Hallo zusammen,
ein Tarp ist ein Stück Stoff, was macht, dass ich nicht nass werde ...so einfach war mein Gedanke, als ich beschlossen habe, mir selbst eines zu nähen. Ach herjeh, wer hätte da geahnt, dass mit dieser Entscheidung die nächsten schlaflosen Nächte vorprogrammiert waren? Warum? Weil gefühlte tausend Fragen damit verbunden waren, das ideale Tarp zu schneidern: welcher Stoff, wie schwer darf es sein, aus einem Stück Stoff oder zwei Bahnen zusammengenäht, aus welchem Material sind die Abspannpunkte, mit Kanteneinfaßband als Verstärkung oder nicht, rechteckig und knapp geschnitten oder viereckig und weit - oder umgekehrt - und wo verdammt läuft die Ridgline?
Google hat mir bisher nicht weitergeholfen, deswegen würde ich gerne eure Meinung dazu hören. Die Daten für die Überlegung sollen sein: es gibt ein Tarp 3x3m, leichtes UL-SilNylon als Stoff. Folgende drei Möglichkeiten habe ich gefunden:
- Auf dem Tarp werden Schlaufen aufgenäht.

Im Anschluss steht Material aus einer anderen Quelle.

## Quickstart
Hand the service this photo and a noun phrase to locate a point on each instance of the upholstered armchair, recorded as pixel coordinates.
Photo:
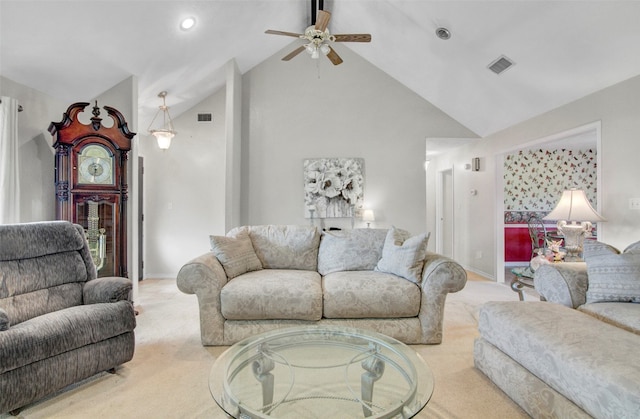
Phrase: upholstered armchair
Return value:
(59, 323)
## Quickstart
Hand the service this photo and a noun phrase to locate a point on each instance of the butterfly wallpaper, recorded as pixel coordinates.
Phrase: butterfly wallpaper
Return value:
(535, 179)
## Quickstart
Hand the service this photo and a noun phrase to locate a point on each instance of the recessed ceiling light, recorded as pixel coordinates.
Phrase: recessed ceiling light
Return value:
(443, 33)
(188, 23)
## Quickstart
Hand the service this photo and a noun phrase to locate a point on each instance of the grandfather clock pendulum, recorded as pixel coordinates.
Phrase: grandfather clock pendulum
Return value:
(91, 182)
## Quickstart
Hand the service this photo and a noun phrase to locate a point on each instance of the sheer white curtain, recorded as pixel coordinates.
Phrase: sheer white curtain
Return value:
(9, 162)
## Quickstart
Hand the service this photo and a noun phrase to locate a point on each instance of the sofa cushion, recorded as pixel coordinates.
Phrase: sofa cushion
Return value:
(63, 331)
(614, 277)
(403, 255)
(273, 294)
(236, 254)
(284, 246)
(582, 358)
(623, 315)
(594, 248)
(369, 294)
(350, 250)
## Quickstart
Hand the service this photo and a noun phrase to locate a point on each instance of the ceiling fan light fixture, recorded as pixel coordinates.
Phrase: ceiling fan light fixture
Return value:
(165, 133)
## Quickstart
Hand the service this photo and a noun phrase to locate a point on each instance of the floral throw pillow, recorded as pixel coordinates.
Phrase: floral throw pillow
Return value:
(613, 276)
(236, 254)
(403, 255)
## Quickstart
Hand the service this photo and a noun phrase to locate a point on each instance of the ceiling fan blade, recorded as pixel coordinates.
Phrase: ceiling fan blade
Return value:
(323, 20)
(353, 37)
(272, 32)
(334, 57)
(293, 53)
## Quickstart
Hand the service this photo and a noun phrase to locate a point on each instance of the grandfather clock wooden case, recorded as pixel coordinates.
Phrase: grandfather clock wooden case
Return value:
(91, 182)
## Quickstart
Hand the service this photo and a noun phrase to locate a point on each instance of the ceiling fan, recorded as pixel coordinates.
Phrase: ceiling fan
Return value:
(317, 37)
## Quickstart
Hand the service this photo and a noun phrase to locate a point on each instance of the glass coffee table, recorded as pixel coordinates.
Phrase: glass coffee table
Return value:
(320, 372)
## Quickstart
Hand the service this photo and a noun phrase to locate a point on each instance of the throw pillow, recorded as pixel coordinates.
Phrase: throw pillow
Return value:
(350, 250)
(593, 248)
(613, 276)
(236, 254)
(403, 255)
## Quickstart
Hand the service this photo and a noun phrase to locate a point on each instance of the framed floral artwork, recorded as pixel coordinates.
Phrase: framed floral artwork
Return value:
(333, 187)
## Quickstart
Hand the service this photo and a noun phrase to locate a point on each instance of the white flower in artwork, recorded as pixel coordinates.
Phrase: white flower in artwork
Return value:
(333, 186)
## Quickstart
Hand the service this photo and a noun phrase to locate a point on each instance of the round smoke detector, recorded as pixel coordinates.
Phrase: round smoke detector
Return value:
(443, 33)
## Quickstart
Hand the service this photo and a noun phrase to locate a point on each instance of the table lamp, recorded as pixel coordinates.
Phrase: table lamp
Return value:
(574, 215)
(367, 216)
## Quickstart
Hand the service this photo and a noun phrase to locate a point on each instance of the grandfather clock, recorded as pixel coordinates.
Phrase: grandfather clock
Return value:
(91, 182)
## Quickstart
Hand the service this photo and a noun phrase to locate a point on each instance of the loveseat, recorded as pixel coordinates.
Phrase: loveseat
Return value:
(59, 324)
(575, 355)
(258, 278)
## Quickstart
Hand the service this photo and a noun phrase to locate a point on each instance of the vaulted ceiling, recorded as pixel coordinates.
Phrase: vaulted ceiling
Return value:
(562, 50)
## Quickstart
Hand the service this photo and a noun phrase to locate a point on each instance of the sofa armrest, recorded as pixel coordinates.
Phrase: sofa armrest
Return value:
(563, 283)
(108, 289)
(440, 276)
(204, 276)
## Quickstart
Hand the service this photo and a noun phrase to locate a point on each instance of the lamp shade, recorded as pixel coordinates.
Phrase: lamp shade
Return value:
(164, 137)
(574, 206)
(367, 215)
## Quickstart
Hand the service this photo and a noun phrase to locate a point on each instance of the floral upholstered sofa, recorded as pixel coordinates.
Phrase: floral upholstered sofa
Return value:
(575, 355)
(258, 278)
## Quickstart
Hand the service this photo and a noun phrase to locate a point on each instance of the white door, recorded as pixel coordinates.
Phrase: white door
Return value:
(447, 213)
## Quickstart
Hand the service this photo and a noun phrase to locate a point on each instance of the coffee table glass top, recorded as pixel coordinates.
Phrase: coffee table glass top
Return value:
(320, 372)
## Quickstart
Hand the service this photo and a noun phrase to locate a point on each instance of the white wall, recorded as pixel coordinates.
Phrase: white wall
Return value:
(617, 107)
(37, 191)
(308, 108)
(184, 189)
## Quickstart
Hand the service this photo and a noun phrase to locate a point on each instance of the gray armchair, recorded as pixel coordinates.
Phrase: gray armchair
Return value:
(59, 323)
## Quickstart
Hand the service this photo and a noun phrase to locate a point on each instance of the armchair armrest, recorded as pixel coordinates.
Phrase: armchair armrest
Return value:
(4, 320)
(204, 276)
(440, 276)
(108, 289)
(563, 283)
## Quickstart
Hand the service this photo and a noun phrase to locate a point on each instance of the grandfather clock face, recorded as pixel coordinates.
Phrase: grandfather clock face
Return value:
(95, 166)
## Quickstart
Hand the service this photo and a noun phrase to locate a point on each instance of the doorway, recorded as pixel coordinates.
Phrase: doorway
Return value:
(140, 219)
(585, 136)
(445, 214)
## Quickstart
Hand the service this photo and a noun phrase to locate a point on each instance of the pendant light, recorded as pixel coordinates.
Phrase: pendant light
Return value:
(165, 133)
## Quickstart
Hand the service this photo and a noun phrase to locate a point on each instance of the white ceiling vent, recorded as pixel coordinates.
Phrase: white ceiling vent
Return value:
(501, 64)
(205, 117)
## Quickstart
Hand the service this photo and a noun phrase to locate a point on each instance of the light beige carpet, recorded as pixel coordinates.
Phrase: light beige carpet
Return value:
(168, 375)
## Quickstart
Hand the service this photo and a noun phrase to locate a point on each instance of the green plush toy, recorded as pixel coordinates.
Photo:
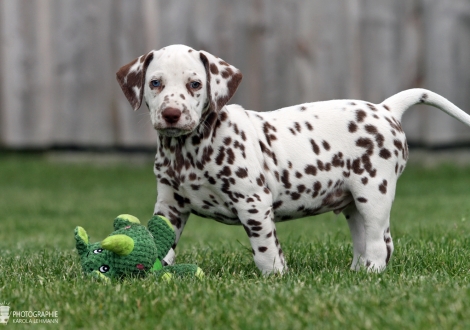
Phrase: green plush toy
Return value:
(132, 249)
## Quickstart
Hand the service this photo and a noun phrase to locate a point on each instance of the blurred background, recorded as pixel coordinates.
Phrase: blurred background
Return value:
(58, 60)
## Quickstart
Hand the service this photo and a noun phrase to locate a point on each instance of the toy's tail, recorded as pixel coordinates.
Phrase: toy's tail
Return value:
(163, 234)
(402, 101)
(181, 270)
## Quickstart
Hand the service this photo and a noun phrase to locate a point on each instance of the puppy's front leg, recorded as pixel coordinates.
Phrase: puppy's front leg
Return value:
(257, 219)
(178, 219)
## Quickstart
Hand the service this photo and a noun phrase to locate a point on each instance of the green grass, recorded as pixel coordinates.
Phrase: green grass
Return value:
(426, 286)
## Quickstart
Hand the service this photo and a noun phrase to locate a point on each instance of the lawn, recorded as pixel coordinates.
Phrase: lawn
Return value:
(427, 283)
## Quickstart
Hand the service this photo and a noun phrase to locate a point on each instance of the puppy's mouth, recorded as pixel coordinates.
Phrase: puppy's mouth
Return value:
(172, 131)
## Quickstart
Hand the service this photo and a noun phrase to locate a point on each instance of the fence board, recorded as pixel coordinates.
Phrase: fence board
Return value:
(58, 60)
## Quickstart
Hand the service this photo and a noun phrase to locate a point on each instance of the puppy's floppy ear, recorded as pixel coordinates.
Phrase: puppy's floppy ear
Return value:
(222, 80)
(131, 78)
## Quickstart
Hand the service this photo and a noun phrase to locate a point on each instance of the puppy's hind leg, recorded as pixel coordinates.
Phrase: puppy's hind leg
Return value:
(358, 234)
(369, 221)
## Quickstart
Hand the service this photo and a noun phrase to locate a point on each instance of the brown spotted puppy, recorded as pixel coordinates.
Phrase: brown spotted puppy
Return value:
(254, 169)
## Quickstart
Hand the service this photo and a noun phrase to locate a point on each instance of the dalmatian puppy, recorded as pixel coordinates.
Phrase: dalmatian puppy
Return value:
(254, 169)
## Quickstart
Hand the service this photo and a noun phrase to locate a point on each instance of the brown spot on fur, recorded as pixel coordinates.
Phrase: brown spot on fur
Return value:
(311, 170)
(383, 187)
(285, 179)
(352, 127)
(213, 68)
(277, 204)
(241, 172)
(360, 115)
(315, 147)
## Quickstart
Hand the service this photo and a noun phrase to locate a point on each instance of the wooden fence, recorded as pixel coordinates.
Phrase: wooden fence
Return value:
(58, 60)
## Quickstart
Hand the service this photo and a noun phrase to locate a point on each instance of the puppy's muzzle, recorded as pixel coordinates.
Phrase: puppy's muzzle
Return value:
(171, 115)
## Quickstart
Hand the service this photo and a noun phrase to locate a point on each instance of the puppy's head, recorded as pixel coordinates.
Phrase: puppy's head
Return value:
(179, 85)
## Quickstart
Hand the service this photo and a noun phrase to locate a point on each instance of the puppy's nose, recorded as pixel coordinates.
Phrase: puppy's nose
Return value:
(171, 115)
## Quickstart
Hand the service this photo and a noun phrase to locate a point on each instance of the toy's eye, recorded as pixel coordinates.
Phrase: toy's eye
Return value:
(156, 83)
(195, 84)
(104, 269)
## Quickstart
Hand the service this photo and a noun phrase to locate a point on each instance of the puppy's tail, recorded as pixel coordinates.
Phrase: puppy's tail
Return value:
(402, 101)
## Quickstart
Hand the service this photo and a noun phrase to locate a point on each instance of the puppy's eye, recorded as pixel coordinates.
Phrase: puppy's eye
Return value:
(195, 84)
(156, 83)
(104, 269)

DD Hammocks haben beispielsweise welche, bei den das so ist (siehe hier http://www.ddhammocks.com/product/dd...x3?from_cat=33). Vorteil ist, dass das Tarp an mehreren Punkten gehalten wird, was die Kräfte besser verteilt. Hängt ein solches Tarp, so spannt man es auf der Ridegline ab und sind überall tendenziell gleiche Kräfte vorhanden. Weiterer Vorteil: Regen läuft entlang der Ridgeline (RL) über das Tarp und nicht unter das Tarp. Nachteil: Zusätzliche Nähte im Tarp und damit Einfall für Regen und Schaffung von "Sollbruchstellen". Weiterer Nachteil: man kann nicht individuell spannen, weil Schlaufen dafür nicht vorgesehen sind. So kann man die DDs nur als A-Frame aufhängen, wenn man die Schlaufen nutzen möchte.

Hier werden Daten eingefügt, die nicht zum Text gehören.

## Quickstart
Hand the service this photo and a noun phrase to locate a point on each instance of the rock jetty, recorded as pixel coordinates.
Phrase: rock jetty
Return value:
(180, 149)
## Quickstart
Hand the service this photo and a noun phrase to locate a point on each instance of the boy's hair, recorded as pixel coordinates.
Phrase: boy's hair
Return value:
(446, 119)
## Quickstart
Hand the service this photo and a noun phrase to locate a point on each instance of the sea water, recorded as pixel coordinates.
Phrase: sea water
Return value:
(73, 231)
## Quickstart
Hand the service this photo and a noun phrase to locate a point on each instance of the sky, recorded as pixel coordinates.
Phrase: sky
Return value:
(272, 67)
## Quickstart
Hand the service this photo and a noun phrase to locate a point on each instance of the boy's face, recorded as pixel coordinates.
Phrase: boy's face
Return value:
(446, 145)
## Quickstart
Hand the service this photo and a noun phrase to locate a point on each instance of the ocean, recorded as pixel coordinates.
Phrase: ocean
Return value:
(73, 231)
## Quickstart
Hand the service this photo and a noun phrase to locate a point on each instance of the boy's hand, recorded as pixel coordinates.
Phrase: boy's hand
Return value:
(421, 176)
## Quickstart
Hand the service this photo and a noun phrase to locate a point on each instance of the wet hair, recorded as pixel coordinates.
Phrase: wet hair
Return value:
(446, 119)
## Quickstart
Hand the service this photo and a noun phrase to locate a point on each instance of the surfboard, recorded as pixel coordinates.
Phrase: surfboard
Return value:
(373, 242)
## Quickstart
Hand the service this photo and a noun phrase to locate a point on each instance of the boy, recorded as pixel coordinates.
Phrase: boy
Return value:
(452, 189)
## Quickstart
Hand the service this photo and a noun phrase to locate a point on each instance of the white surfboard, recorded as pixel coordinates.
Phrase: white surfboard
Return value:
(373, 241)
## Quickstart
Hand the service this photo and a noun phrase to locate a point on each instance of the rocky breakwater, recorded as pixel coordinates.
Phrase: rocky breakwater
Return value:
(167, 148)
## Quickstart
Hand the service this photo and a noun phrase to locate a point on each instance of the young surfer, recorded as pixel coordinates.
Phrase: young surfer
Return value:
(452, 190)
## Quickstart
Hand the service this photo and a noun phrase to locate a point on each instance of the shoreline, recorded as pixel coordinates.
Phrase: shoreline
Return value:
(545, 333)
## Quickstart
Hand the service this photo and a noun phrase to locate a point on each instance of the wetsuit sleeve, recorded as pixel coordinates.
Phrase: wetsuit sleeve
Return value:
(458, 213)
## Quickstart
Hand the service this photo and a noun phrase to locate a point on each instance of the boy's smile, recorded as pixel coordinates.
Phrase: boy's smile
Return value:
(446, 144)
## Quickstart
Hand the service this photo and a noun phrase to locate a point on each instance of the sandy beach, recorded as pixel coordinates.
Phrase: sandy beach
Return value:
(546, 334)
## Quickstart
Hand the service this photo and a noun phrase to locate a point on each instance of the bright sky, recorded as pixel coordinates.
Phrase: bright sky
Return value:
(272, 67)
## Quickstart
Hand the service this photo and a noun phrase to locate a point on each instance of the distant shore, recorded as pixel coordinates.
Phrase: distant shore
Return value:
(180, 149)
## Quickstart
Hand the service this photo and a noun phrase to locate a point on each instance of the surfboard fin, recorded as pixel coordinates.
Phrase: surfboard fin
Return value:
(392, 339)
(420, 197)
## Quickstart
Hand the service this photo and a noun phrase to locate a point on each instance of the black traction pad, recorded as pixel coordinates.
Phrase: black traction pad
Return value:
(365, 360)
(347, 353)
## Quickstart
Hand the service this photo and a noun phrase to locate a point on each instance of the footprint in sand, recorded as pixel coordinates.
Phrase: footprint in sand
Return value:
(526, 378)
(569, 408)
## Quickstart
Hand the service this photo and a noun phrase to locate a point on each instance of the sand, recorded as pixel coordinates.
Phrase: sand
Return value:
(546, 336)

- Man legt das Tarp AUF die gespannte Ridgline. Das hört sich erstmal gut an, denn hier ist man individuell. Man legt es drauf und spannt es ab. Aber gibt es irgendwann Probleme, weil die dünne Dyneema Schnur möglicherweise die 36g/m2 durchscheuert? Oder ist das nicht zu befürchten? Vorteil wäre, die ganze Last liegt auf der RL gut verteilt, nicht wie bei Möglichkeit 1, wo die Kräfte sich an einzelnen Punkten sammeln. Nachteil: Regen läuft an der RL entlang unter das Tarp und somit in die Nähe der Hängematte - was man aber sicher mit Driplines verhindern kann.
- Alles beides totaler Quatsch: das Tarp wird immer an zwei Punkten angeschlagen (siehe hier http://up.picr.de/2073145.jpg). Man spart sich eine durchgehende Ridgeline und geht immer nur von einem Ende des Tarps an den entsprechenden Baum. Möchte man das Tarp nicht als A-Frame spannen - kein Problem - einfach anderen Abspannpunkt am Tarp suchen und schon hängt es als Diamond. Vorteil: Weniger Schnur = weniger Gewicht. Das Tarp ist individuell spannbar. Aber es gibt auch eine Hand voll Nachteile: Regen kann wieder unter's Tarp laufen, wenn man keine Gegenmaßnahme trifft. Außerdem spann ich im Gegensatz zu den beiden vorherigen Punkten nicht die Ridgeline hart ab, um einen schönen First zu bekommen, sondern müsste das nun mit dem Tarp machen - ist das gut für die Nähte? Ich habe Videos gesehen, wo die Nähte SEHR strapaziert waren. Vielleicht war da das Tarp aber nur schlecht genäht?! Oder ist dieses eine gute Möglichkeit, jedoch nur für kleinere Tarps, wo die Kräfte auch kleiner sind?
Ihr seht schon - es gibt viele Pro's und Con's die man erkennen kann - und da kommt ihr ins Spiel. ![]()
Wie ist euer Tarp abgespannt? Liegt es auf der Ridgeline, hängt es dran oder wird es an Punkten abgespannt? Wie seht ihr die Belastungen, die auf euer Tarp wirken? Findet ihr das ideal? Konntet ihr Schwachstellen erkennen? Wie sieht es mit Snake-Skins aus - sind sie nutzbar?